Day 40 — Playing with poppler utils

Today I replaced some ghostscript code in camelot with a pdftoppm subprocess call just to see if the tests pass. They did! I think poppler could be the ghostscript alternative that I'm looking for!


  pdftoppm -r 300 -png -singlefile foo.pdf foo

That got me all excited to look into the C++ code for poppler. I had to install libopenjp2-7-dev, libjpeg-dev, libtiff-dev, and libnss3-dev before I could even run cmake to generate all the Makefiles! Later I found out that there were some flags I could set to disable the cmake check for these libraries :(


  mkdir build && cd build && cmake .. && make

Running this built libpoppler.so and all the utils! But since I needed just pdftoppm, I tried to compile the pdftoppm.cc file in the repo with the libpoppler.so shared library that was generated in the last step.

I did the following:

  1. g++ pdftoppm.cc libpoppler.so
  2. Get an "undefined symbol" error.
  3. Guess the header file in which the symbol might be defined.
  4. Run 1 with the -I include for the header file path.
  5. Go to 2.

At the end I had included almost every header file path I could see in the repo, but I was still getting an "undefined symbol" error for a symbol that was supposed to be present in an already included header file! Does the order in which you add these -I flags matter?

After struggling with this for a bit, I learned that I could just supply a VERBOSE=1 variable to make, to make it throw out all the g++ commands it was running! It was awesome to see how a large C++ project is built.

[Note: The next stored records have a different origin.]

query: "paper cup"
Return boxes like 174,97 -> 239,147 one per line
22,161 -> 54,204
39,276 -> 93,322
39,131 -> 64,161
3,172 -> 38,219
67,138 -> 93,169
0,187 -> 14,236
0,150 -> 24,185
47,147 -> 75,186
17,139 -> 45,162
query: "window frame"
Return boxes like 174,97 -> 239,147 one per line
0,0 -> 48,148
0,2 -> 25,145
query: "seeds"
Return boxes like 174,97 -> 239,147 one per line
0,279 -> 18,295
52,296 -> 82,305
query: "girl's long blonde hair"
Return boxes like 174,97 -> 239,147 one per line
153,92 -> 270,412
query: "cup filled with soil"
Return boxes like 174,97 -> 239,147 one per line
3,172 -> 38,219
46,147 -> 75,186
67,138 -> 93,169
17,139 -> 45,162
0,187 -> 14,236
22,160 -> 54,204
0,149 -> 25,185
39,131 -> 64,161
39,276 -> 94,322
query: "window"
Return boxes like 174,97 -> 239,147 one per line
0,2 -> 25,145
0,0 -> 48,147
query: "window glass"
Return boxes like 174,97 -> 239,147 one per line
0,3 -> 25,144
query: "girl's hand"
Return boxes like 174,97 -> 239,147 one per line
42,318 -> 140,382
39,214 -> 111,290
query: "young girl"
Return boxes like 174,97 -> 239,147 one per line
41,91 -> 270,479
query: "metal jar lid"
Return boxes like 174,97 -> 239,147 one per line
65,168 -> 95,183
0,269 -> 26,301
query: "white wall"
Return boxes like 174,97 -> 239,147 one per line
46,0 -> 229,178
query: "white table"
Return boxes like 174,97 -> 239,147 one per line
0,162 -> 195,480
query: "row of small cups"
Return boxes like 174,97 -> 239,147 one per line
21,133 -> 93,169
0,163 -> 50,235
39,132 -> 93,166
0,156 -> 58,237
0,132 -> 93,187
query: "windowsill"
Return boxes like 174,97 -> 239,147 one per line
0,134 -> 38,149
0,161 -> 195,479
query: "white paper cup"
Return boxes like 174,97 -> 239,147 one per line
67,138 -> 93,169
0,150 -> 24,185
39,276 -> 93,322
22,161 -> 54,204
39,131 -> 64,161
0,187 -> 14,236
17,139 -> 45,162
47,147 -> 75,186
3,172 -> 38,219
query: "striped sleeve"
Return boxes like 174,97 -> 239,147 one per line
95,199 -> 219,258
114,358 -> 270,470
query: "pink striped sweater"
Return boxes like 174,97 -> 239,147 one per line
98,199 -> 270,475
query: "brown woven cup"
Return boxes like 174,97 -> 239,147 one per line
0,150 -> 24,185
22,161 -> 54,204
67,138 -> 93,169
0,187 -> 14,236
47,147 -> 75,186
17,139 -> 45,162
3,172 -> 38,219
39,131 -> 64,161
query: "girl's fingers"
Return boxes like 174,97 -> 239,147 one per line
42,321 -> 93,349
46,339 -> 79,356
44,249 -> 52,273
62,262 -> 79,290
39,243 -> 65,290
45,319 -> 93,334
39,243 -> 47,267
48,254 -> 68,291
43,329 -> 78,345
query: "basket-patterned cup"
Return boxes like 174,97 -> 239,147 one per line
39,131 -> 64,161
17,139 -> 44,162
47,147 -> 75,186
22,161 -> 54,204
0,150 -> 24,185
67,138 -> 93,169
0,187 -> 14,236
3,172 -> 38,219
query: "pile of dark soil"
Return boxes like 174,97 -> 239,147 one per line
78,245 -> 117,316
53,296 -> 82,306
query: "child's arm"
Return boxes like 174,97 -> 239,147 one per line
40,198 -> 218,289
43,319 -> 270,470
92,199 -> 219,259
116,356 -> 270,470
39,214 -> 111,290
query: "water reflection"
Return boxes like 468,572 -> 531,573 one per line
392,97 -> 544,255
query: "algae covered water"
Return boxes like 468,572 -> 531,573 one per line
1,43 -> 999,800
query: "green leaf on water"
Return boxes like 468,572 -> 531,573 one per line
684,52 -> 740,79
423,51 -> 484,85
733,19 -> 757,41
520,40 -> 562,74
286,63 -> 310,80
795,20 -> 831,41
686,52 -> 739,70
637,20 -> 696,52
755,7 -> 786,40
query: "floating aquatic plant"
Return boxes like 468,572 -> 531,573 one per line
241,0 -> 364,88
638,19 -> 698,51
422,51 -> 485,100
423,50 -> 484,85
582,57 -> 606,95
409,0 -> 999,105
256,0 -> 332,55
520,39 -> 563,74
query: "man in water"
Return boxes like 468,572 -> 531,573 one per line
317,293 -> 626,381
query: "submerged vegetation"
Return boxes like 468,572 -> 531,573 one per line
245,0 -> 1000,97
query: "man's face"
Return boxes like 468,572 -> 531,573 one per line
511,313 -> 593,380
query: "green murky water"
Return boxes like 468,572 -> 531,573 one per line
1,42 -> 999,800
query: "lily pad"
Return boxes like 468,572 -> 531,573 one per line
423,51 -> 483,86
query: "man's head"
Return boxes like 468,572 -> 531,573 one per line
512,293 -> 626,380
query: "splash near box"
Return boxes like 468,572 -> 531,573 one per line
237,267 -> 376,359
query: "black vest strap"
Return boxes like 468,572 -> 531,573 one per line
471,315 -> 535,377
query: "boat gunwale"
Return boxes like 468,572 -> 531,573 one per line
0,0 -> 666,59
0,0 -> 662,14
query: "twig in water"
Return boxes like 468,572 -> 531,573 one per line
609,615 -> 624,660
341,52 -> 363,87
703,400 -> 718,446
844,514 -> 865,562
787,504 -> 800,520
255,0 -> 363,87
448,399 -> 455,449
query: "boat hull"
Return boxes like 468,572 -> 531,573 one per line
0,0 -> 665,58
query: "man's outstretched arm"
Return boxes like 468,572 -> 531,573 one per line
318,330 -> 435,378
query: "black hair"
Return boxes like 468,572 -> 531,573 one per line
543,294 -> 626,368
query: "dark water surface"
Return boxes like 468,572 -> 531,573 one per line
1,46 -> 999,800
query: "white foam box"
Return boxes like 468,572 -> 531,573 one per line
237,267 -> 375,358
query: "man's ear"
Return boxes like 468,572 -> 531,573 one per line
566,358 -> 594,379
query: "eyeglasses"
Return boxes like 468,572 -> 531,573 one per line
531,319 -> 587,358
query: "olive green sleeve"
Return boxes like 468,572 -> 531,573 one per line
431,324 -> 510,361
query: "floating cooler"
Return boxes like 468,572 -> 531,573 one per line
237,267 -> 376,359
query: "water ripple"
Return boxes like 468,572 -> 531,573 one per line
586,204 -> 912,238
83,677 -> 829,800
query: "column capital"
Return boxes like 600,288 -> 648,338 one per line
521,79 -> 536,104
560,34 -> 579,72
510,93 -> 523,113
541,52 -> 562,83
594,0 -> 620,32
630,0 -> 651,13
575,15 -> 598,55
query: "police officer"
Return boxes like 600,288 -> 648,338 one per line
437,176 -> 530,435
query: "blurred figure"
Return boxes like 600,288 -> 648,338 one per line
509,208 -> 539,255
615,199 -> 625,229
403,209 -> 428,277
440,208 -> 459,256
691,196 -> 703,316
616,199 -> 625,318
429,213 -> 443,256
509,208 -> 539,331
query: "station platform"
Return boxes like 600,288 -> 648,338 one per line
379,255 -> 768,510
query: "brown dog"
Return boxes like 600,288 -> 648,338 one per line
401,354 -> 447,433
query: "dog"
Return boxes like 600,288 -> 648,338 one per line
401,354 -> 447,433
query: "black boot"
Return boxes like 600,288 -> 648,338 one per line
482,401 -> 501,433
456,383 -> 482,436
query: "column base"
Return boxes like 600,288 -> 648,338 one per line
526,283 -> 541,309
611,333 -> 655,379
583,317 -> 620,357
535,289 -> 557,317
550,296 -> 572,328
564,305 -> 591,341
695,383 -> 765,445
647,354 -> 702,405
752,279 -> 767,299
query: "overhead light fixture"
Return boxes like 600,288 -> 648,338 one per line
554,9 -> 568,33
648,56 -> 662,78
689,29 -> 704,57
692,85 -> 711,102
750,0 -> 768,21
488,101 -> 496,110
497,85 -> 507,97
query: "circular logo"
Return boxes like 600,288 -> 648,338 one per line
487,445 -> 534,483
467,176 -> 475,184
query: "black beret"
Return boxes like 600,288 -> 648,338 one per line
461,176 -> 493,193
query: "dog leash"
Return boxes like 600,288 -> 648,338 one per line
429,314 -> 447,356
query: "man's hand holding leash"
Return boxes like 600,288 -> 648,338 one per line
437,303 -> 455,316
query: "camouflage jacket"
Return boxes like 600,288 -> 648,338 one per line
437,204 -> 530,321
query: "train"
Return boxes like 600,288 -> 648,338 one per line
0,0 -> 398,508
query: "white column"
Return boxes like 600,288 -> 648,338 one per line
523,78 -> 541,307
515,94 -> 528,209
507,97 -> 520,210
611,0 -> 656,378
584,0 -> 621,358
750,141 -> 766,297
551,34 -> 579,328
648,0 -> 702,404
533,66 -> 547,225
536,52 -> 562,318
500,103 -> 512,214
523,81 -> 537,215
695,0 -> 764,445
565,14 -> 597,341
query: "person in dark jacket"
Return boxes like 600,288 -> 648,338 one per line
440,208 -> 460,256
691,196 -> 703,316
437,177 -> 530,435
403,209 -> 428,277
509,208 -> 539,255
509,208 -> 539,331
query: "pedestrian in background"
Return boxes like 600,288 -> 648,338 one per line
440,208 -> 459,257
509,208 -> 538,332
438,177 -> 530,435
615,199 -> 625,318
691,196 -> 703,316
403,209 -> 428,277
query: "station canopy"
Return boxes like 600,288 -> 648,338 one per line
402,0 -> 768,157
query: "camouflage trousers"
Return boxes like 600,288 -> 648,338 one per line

First, make built object files out of all C++ files, and then it linked them all together into a shared library!

I also found the g++ command it was running to build the pdftoppm executable.

First, it created an object file pdftoppm.cc.o:


  $ g++ -I/home/vinayak/dev/poppler -I/home/vinayak/dev/poppler/fofi \
    -I/home/vinayak/dev/poppler/goo -I/home/vinayak/dev/poppler/poppler \
    -I/home/vinayak/dev/poppler/build -I/home/vinayak/dev/poppler/build/poppler \
    -I/home/vinayak/dev/poppler/utils -I/home/vinayak/dev/poppler/build/utils \
    -isystem /usr/include/freetype2 -isystem /usr/include/openjpeg-2.3 -isystem /usr/include/cairo \
    -Wall -Wextra -Wpedantic -Wno-unused-parameter -Wcast-align -Wformat-security \
    -Wframe-larger-than=65536 -Wlogical-op -Wmissing-format-attribute -Wnon-virtual-dtor \
    -Woverloaded-virtual -Wmissing-declarations -Wundef -Wzero-as-null-pointer-constant -Wshadow -Wsuggest-override \
    -fno-exceptions -fno-check-new -fno-common -D_DEFAULT_SOURCE \
    -O2 -g -std=c++14 -o pdftoppm.cc.o -c pdftoppm.cc

And then linked it to the shared library libpoppler.so:


  $ g++ -Wall -Wextra -Wpedantic -Wno-unused-parameter -Wcast-align -Wformat-security \
  -Wframe-larger-than=65536 -Wlogical-op -Wmissing-format-attribute -Wnon-virtual-dtor \
  -Woverloaded-virtual -Wmissing-declarations -Wundef -Wzero-as-null-pointer-constant \
  -Wshadow -Wsuggest-override -fno-exceptions -fno-check-new -fno-common -D_DEFAULT_SOURCE \
  -O2 -g -Wl,--as-needed utils/CMakeFiles/pdftoppm.dir/parseargs.cc.o utils/CMakeFiles/pdftoppm.dir/Win32Console.cc.o \
  pdftoppm.cc.o -o pdftoppm -Wl,-rpath,/home/vinayak/dev/poppler/build: libpoppler.so.103.0.0

I ran these steps manually and the executable seemed to work!


  $ pdftoppm --help

Now I need to figure out what all the -W flags are being used for, and if parseargs.cc.o and Win32Console.cc.o are really needed. Why aren't these objects in the shared library already? Is it because they are specific to the command-line executable?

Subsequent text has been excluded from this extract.